In this paper we discuss the possibility that concentric vortex rings, with-associated circulation of opposite sign, can propagate steadily as a coherent pair. Inviscid flow considerations suggest that such a configuration, which we define as a vortex ring pair, may be possible. Numerical solutions of the Navier-Stokes equations for incompressible, laminar flow show that, although diffusion results in a continual redistribution of vorticity, a quasi-steadily propagating vortex ring pair could be attained in practice. Experiments are reported to test this idea by generating counterrotating vortex ring pairs by impulsive fluid motion through an annular orifice. Depending on the normalized impulse and the orifice radius ratio, the vortex rings are observed either (i) to propagate together until diffusive effects or vortex ring instability destroys the coherent motion, or (ii) the inner ring propagates to some maximum axial distance where it reverses its direction and returns to the orifice wall, leaving the outer ring free to continue its forward motion unabated.
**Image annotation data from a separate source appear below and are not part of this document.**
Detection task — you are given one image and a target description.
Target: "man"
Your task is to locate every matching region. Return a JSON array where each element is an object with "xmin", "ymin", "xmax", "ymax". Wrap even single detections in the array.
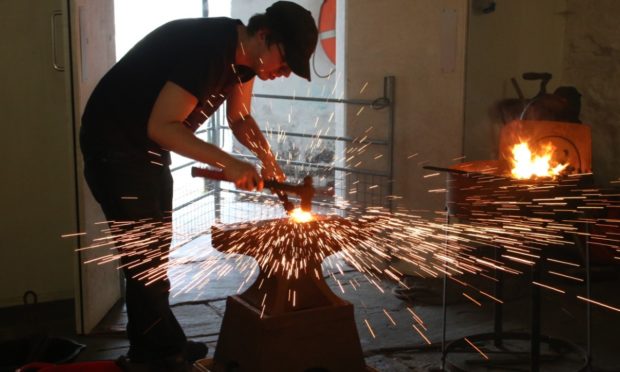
[{"xmin": 80, "ymin": 1, "xmax": 317, "ymax": 370}]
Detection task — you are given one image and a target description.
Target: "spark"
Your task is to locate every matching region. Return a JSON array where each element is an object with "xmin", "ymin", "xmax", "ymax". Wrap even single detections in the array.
[
  {"xmin": 577, "ymin": 296, "xmax": 620, "ymax": 312},
  {"xmin": 411, "ymin": 324, "xmax": 431, "ymax": 345},
  {"xmin": 364, "ymin": 319, "xmax": 377, "ymax": 338},
  {"xmin": 464, "ymin": 337, "xmax": 489, "ymax": 360}
]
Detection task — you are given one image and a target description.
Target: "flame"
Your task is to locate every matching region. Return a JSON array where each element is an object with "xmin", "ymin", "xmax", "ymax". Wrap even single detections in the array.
[
  {"xmin": 290, "ymin": 208, "xmax": 314, "ymax": 223},
  {"xmin": 511, "ymin": 142, "xmax": 568, "ymax": 180}
]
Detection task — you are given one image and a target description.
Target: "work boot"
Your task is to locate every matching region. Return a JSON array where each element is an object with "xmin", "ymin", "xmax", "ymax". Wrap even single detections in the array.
[
  {"xmin": 149, "ymin": 353, "xmax": 192, "ymax": 372},
  {"xmin": 185, "ymin": 341, "xmax": 209, "ymax": 363}
]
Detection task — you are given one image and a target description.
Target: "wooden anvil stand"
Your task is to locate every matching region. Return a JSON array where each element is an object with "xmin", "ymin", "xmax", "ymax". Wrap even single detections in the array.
[{"xmin": 194, "ymin": 217, "xmax": 372, "ymax": 372}]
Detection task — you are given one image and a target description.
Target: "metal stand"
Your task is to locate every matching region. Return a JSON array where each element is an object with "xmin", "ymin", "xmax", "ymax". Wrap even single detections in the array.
[{"xmin": 442, "ymin": 235, "xmax": 590, "ymax": 372}]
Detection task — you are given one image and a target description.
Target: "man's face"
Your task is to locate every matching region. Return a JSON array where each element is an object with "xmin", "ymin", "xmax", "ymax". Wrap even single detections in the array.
[{"xmin": 257, "ymin": 36, "xmax": 291, "ymax": 80}]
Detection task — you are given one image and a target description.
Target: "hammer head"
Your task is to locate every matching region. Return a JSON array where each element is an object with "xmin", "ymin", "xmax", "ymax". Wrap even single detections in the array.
[{"xmin": 265, "ymin": 176, "xmax": 314, "ymax": 212}]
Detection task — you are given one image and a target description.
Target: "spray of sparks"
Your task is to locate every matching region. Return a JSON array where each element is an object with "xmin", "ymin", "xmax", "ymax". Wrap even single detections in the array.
[{"xmin": 66, "ymin": 79, "xmax": 620, "ymax": 358}]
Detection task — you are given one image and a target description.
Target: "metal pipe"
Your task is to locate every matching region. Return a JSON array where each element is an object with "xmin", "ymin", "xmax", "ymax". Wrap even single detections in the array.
[
  {"xmin": 213, "ymin": 126, "xmax": 389, "ymax": 146},
  {"xmin": 441, "ymin": 206, "xmax": 450, "ymax": 371},
  {"xmin": 383, "ymin": 76, "xmax": 396, "ymax": 212},
  {"xmin": 235, "ymin": 154, "xmax": 389, "ymax": 177},
  {"xmin": 252, "ymin": 93, "xmax": 390, "ymax": 110}
]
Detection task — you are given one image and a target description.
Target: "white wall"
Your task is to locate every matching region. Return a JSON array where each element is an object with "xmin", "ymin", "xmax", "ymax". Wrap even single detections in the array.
[
  {"xmin": 564, "ymin": 0, "xmax": 620, "ymax": 186},
  {"xmin": 345, "ymin": 0, "xmax": 467, "ymax": 211}
]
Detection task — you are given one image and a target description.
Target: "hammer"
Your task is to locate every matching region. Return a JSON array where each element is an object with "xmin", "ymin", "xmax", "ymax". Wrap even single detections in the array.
[{"xmin": 192, "ymin": 167, "xmax": 315, "ymax": 212}]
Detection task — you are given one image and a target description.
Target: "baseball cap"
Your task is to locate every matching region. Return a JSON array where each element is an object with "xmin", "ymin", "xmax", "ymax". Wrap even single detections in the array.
[{"xmin": 265, "ymin": 1, "xmax": 318, "ymax": 81}]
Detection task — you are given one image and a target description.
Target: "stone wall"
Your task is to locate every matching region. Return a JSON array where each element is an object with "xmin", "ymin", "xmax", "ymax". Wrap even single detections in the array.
[{"xmin": 564, "ymin": 0, "xmax": 620, "ymax": 185}]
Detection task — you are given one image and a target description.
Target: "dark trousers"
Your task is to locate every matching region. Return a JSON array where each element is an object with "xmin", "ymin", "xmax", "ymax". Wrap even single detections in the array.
[{"xmin": 84, "ymin": 161, "xmax": 187, "ymax": 360}]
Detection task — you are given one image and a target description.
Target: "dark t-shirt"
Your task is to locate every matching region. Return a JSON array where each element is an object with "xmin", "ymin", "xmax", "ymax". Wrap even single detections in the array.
[{"xmin": 80, "ymin": 18, "xmax": 254, "ymax": 164}]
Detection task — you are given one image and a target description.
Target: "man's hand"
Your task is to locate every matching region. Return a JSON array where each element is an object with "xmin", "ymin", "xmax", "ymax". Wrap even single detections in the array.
[{"xmin": 224, "ymin": 159, "xmax": 263, "ymax": 191}]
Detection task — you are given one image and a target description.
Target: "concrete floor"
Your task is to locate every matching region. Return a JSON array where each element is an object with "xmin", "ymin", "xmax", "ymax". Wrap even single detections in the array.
[{"xmin": 0, "ymin": 236, "xmax": 620, "ymax": 372}]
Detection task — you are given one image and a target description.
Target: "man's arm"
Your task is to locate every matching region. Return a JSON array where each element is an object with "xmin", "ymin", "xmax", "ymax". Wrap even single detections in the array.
[
  {"xmin": 147, "ymin": 81, "xmax": 262, "ymax": 190},
  {"xmin": 226, "ymin": 79, "xmax": 286, "ymax": 181}
]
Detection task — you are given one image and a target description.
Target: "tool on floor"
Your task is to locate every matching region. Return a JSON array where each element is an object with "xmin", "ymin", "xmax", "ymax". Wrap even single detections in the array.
[{"xmin": 192, "ymin": 167, "xmax": 315, "ymax": 213}]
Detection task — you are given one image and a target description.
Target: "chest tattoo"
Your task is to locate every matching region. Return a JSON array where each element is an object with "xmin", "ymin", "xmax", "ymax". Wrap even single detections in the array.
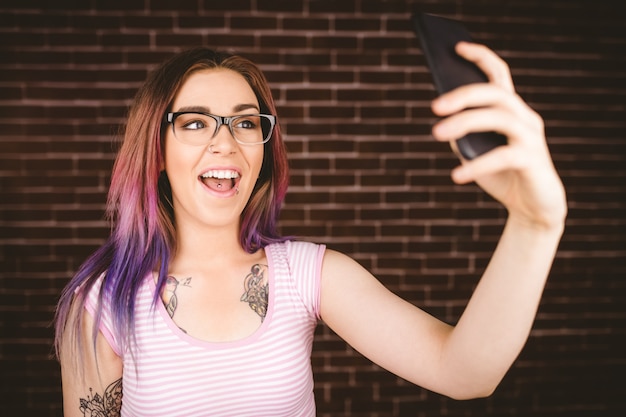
[
  {"xmin": 241, "ymin": 264, "xmax": 269, "ymax": 321},
  {"xmin": 161, "ymin": 275, "xmax": 191, "ymax": 318}
]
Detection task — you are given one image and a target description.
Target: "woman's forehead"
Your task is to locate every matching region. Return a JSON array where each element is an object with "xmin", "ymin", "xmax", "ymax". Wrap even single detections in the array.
[{"xmin": 172, "ymin": 68, "xmax": 259, "ymax": 115}]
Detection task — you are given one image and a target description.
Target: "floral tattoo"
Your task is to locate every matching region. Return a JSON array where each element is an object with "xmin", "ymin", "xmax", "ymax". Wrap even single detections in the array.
[
  {"xmin": 79, "ymin": 378, "xmax": 122, "ymax": 417},
  {"xmin": 241, "ymin": 264, "xmax": 269, "ymax": 322}
]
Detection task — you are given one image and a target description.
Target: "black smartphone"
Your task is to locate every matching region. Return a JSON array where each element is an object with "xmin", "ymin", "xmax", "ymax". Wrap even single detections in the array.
[{"xmin": 412, "ymin": 13, "xmax": 507, "ymax": 159}]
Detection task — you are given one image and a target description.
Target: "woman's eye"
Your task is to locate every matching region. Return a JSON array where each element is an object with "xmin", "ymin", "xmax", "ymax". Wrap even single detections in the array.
[
  {"xmin": 236, "ymin": 119, "xmax": 257, "ymax": 129},
  {"xmin": 183, "ymin": 120, "xmax": 206, "ymax": 130}
]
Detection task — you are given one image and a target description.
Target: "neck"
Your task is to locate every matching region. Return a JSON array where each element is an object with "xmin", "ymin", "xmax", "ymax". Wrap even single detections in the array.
[{"xmin": 170, "ymin": 218, "xmax": 248, "ymax": 268}]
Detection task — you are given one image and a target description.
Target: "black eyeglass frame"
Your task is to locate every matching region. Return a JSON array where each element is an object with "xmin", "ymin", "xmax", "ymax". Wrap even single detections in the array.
[{"xmin": 165, "ymin": 111, "xmax": 276, "ymax": 146}]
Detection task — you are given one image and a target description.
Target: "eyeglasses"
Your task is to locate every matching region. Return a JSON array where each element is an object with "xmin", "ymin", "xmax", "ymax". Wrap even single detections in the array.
[{"xmin": 165, "ymin": 111, "xmax": 276, "ymax": 146}]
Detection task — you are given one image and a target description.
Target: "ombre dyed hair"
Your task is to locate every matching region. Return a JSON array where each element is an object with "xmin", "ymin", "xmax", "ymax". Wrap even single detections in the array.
[{"xmin": 55, "ymin": 47, "xmax": 288, "ymax": 358}]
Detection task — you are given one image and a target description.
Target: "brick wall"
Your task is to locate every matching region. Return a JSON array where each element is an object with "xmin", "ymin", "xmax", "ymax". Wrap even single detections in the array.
[{"xmin": 0, "ymin": 0, "xmax": 626, "ymax": 416}]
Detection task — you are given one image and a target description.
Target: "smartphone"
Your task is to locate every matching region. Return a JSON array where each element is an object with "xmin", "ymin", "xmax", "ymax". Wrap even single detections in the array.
[{"xmin": 412, "ymin": 13, "xmax": 507, "ymax": 159}]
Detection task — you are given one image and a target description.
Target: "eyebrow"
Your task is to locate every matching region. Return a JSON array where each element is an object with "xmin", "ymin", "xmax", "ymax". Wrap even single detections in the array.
[{"xmin": 178, "ymin": 103, "xmax": 261, "ymax": 114}]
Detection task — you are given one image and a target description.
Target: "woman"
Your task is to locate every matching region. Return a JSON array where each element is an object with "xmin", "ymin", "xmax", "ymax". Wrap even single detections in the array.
[{"xmin": 56, "ymin": 43, "xmax": 566, "ymax": 416}]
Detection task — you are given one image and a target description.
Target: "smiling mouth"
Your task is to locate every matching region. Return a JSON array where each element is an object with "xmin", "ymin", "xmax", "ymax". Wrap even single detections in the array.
[{"xmin": 200, "ymin": 169, "xmax": 240, "ymax": 192}]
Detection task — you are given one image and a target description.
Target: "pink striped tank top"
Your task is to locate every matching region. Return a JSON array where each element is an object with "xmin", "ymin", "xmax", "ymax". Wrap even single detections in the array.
[{"xmin": 86, "ymin": 242, "xmax": 325, "ymax": 417}]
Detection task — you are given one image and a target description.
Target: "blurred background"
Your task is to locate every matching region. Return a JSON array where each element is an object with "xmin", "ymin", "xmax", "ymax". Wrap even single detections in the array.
[{"xmin": 0, "ymin": 0, "xmax": 626, "ymax": 417}]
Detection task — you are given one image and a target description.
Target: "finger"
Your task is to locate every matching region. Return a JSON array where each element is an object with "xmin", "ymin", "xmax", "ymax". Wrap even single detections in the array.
[
  {"xmin": 432, "ymin": 107, "xmax": 534, "ymax": 141},
  {"xmin": 452, "ymin": 146, "xmax": 526, "ymax": 184},
  {"xmin": 431, "ymin": 84, "xmax": 529, "ymax": 116},
  {"xmin": 455, "ymin": 42, "xmax": 515, "ymax": 91}
]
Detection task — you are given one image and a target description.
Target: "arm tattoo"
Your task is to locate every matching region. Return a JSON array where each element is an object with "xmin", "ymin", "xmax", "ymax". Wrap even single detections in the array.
[
  {"xmin": 162, "ymin": 275, "xmax": 191, "ymax": 317},
  {"xmin": 79, "ymin": 378, "xmax": 122, "ymax": 417},
  {"xmin": 240, "ymin": 264, "xmax": 269, "ymax": 322}
]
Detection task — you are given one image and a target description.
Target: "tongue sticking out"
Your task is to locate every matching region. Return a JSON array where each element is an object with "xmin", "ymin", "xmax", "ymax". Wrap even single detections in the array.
[{"xmin": 202, "ymin": 177, "xmax": 235, "ymax": 191}]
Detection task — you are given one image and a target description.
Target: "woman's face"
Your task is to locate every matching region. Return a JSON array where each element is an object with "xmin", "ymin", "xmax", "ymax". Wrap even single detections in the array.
[{"xmin": 165, "ymin": 68, "xmax": 263, "ymax": 234}]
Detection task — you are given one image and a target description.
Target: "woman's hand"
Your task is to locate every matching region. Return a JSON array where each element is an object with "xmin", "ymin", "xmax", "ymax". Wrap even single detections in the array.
[{"xmin": 432, "ymin": 42, "xmax": 567, "ymax": 228}]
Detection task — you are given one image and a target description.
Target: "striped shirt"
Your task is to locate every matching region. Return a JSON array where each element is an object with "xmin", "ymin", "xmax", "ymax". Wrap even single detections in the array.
[{"xmin": 86, "ymin": 242, "xmax": 325, "ymax": 417}]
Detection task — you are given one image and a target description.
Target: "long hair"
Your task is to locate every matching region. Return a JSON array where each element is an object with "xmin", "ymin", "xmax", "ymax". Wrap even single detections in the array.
[{"xmin": 55, "ymin": 47, "xmax": 288, "ymax": 358}]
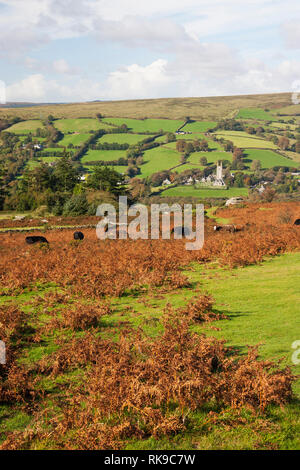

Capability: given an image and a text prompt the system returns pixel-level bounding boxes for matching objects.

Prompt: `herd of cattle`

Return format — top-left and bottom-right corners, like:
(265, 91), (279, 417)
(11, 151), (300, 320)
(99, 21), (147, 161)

(25, 219), (300, 245)
(25, 232), (84, 245)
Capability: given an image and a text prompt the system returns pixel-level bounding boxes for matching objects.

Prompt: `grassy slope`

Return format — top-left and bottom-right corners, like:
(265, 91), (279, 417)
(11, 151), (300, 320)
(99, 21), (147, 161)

(0, 253), (300, 449)
(98, 134), (149, 145)
(182, 121), (217, 132)
(0, 93), (291, 121)
(140, 147), (180, 178)
(81, 150), (126, 163)
(54, 119), (107, 133)
(217, 131), (277, 149)
(103, 117), (183, 132)
(6, 120), (44, 134)
(58, 134), (91, 147)
(237, 108), (276, 121)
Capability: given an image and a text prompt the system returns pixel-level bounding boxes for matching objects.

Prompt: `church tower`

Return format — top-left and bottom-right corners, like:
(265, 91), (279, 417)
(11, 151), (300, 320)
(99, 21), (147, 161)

(217, 161), (223, 180)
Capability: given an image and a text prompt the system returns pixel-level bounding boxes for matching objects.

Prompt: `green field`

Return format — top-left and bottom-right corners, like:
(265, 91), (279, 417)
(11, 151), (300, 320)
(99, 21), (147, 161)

(140, 147), (180, 178)
(187, 152), (232, 165)
(83, 164), (128, 174)
(97, 134), (149, 145)
(243, 149), (298, 168)
(103, 117), (184, 133)
(161, 185), (248, 199)
(236, 108), (277, 121)
(5, 119), (44, 134)
(39, 157), (60, 163)
(41, 147), (64, 155)
(181, 121), (217, 133)
(54, 119), (111, 134)
(216, 131), (277, 149)
(81, 150), (126, 163)
(164, 134), (223, 151)
(58, 134), (91, 147)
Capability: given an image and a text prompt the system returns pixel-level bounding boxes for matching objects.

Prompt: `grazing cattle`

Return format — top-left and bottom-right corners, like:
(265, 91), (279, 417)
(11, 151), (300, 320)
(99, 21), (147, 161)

(25, 235), (49, 245)
(73, 232), (84, 240)
(171, 227), (191, 237)
(214, 225), (241, 233)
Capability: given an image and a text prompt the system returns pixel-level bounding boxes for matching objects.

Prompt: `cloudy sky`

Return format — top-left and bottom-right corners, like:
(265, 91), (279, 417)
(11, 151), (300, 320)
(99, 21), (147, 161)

(0, 0), (300, 102)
Numerical simulation shows that the stable flow of the vortex ring trajectories can be reasonably well reproduced. The boundary separating motion (i) from (ii) and the normalized inner ring penetration distance are found over the range of impulse and radius ratio covered by the experiments. Other observed features of vortex ring motion including self-similar trajectories of the spiral core centres during vortex sheet roll-up and ring instability are also presented.